Ancora da adolescente, perché, per ormai perse ragioni, anche le tante mie scampagnate in bicicletta lungo la Val Nervia non ebbero mai una deviazione verso quel borgo, Rocchetta Nervina (IM), situata nella laterale del rio Barbaira – poco sopra Dolceacqua -, rappresentava per me un arcano mistero, nonostante la conoscenza di tante persone del luogo.
Alle piccole cose spesso si ritorna. Infatti. Chiedevo l’altra sera al mio amico, autore del sito Cultura Barocca, qualche delucidazione su un affresco del locale Oratorio. Ho avuto conferma che tramanda un importante episodio di storia medievale di Rocchetta Nervina.
La conversazione, come quasi sempre accade, scivola sullo scambio di qualche aneddoto. A me, per associazione di idee, allora torna in mente che mi sono avvicinato a quel borgo per la prima volta in occasione del primo personale esperimento di viaggio in motorino: senonché, ormai vicino a quell’abitato, rimasi in panne, da cui non avrei proprio saputo trarmi, se l’autista – pietoso – dell’autobus, lì vicino parcheggiato, non mi avesse spiegato che avevo inavvertitamente interrotto… l’alimentazione dell’olio.
Già vedendo questa porta, che nella mia memoria era quella anni fa di una stalla, mi é riaffiorato alla mente un aspetto di pregressa civiltà materiale.

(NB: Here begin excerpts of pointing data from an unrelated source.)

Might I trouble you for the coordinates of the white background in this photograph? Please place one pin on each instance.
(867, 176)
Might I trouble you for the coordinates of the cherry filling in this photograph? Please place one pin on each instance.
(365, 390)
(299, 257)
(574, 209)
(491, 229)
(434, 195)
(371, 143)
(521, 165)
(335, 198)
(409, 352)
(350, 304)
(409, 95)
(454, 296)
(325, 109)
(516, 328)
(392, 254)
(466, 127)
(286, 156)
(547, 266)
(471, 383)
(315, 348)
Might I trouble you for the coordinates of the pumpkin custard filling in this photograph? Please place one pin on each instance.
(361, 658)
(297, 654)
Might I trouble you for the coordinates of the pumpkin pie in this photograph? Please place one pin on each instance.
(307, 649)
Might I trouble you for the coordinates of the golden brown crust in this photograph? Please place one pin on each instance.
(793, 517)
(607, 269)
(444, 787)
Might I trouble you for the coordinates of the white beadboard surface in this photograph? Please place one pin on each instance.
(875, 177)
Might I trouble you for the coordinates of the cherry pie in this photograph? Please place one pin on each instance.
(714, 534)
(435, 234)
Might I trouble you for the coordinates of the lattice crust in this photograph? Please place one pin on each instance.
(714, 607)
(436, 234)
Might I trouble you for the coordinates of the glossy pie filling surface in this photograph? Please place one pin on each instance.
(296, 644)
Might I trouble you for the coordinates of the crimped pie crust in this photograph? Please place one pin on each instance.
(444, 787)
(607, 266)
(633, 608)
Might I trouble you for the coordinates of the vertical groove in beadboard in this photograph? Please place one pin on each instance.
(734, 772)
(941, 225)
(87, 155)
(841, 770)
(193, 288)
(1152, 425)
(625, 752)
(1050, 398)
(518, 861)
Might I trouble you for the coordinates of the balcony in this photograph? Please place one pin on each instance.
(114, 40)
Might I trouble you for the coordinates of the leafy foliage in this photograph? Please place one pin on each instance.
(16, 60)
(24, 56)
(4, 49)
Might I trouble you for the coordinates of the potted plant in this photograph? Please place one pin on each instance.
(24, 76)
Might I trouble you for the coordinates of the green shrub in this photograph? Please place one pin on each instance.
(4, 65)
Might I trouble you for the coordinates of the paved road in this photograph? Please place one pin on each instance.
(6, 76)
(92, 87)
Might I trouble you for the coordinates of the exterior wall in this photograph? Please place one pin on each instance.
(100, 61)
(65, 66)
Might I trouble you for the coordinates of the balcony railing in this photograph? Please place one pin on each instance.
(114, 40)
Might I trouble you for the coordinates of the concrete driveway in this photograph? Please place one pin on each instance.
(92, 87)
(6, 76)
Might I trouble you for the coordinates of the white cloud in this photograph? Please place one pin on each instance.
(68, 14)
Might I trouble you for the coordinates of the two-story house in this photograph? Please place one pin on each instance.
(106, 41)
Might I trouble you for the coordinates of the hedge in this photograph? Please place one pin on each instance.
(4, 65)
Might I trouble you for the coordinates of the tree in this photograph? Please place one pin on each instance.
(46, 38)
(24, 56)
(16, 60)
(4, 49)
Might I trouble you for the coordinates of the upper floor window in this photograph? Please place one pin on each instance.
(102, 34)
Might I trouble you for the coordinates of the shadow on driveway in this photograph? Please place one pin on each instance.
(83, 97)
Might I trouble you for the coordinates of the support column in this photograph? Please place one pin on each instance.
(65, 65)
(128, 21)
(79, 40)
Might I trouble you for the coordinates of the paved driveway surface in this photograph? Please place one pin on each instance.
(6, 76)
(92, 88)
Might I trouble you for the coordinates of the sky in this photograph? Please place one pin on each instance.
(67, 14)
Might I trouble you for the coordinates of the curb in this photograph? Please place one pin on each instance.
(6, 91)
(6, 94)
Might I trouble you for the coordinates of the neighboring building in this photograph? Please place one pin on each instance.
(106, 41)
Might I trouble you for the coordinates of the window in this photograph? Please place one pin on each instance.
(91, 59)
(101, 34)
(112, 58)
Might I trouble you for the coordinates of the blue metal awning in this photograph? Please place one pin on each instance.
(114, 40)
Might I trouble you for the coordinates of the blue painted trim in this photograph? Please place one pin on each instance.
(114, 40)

La mia famiglia si rifornì a lungo da un contadino del luogo di un delizioso olio d’oliva. Ed anche, per un primo periodo, di legna da ardere, perché quelli erano i tempi. Solo che, ancora alla svolta degli anni ’60 del secolo scorso, prima di dotarsi di furgoncino, quel signore, con cui poi tante volte scambiai saluti e impressioni in paese, faceva i suoi trasporti con un carretto trainato da un mulo.